Думали, что любовь — это когда раздеваешься и целуешься. Значит… еще были так невинны? И так невинны были его учителя, все эти великие художники, великие писатели, все зная о любви, вкусив ее плодов, но замирая перед своим же знанием?
Ни в чем не было его вины — но откуда-то возникло отвращение к девочке. Может быть, и у нее к нему возникло отвращение.
Ему было противно, что она увидела его голым — и даже то, что он ее раздел, трогал, видел это: похожее на трупик бесчувственное бледное тельце, как если бы и приготовленное для смерти.
Пугливо, молчаливо оделись — и отбежали, делая вид, что не помнят друг о друге. Чудилось, и потеряв не стыд, не что-то еще, а эту память. Но, может быть, взаимность — это и было тем, чего так легко и так уродливо лишился с ней, с этой девочкой, радуясь и освобождаясь с этой утратой от чувства стыда или собственной неполноценности? И чего, сам не сознавая, не почувствовав, лишил ее, — нет, не тело, оставшееся нетронутым, но душу?
В венерологическом диспансере встречала табличка: “Ветераны ВОВ обслуживаются вне очереди”.
Душа созревала, набухала нежностью, боялась, ждала. Но вот и кончились ее терзанья, издевательски смешно, в этой очереди. Он не искал смерти, его не мучили мысли о самоубийстве: он дожидался своей очереди. Если и мучила мысль, то опять же издевательски смешная, детская, кому же и как он покажет свое больное, позорное… Да, и еще, что мучило… Сообщат ли о его поступке в институт?
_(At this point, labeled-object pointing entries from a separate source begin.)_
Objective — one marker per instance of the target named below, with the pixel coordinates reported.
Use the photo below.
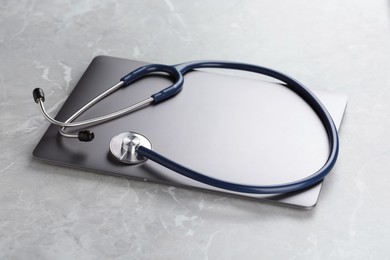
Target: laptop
(246, 130)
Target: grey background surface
(51, 212)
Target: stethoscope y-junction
(134, 148)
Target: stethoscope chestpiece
(124, 147)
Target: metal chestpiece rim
(124, 147)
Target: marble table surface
(53, 212)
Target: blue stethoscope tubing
(177, 73)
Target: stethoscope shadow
(76, 157)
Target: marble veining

“Опустите трусы до колен…”.
“Возьмите в руки свой половой член…”.
Не говорил, а точно бы причмокивал.
Брезгливый — и уставший.
Надменный в своей серьезности — и боязливый.
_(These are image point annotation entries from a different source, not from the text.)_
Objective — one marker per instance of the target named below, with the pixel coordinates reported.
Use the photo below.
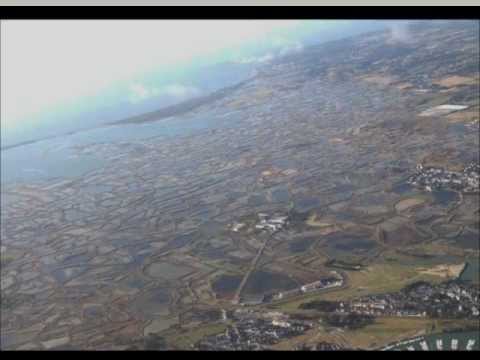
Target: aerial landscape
(327, 201)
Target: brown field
(445, 271)
(455, 80)
(379, 79)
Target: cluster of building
(467, 181)
(450, 299)
(336, 280)
(321, 346)
(420, 343)
(473, 125)
(254, 334)
(271, 223)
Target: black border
(239, 12)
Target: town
(448, 300)
(430, 179)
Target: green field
(471, 271)
(447, 342)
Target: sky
(63, 75)
(46, 64)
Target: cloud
(295, 47)
(179, 90)
(283, 47)
(141, 92)
(399, 33)
(258, 59)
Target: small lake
(57, 158)
(445, 197)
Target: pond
(445, 197)
(226, 285)
(263, 282)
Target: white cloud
(48, 63)
(140, 92)
(179, 90)
(295, 47)
(400, 33)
Осмотр врачом полового члена — и допрос: с кем вступал в половую связь. О, нет, конечно же, не выдал ни место работы, ни даже имя той — но его никто не пытал, ничем не угрожал. Ему не было ее жалко — просто противно. И тех, кого заразила до него, может заразить после него, — не жалко. Но уже сообразил: заразившие виновней заразившихся и это их должны установить, выявить… Нет, он сам после этого больше ни с кем не имел половых контактов. И до этого ни с кем не имел. Это был первый половой контакт в его жизни. На этом его добровольном признании вопросы врача закончились. И он отделался всего-то не имеющей никакой силы подпиской: прямо под диктовку написал заявление… “Я… такой-то, такой-то… по взаимному согласию вступил в случайную половую связь с неизвестной мне женщиной…”.
Теперь, наверное, потому что все прошло, он вспомнил и увидел, как посторонний, то, что было.
Несколько недель, последних, до возвращения матери. Время ее отсутствия. Когда жил в квартире один. Всю эту жизнь. Другую и такую короткую, которую можно было только истратить.
И он бросился тратить… Но все это время ему было страшно.
Приводил… Но ничего не получалось.
Тех, с которыми знакомился на улицах или где-то, где они себя предлагают, одиноких, и тоже кого-то ищут, ждут.
Вдруг пришла сама. Нашла сама.
Та, в чье тело был влюблен.
Он мог оставаться невидимкой, наблюдая, изучив все изгибы его линий, каждую хоть сколько-то приметную родинку.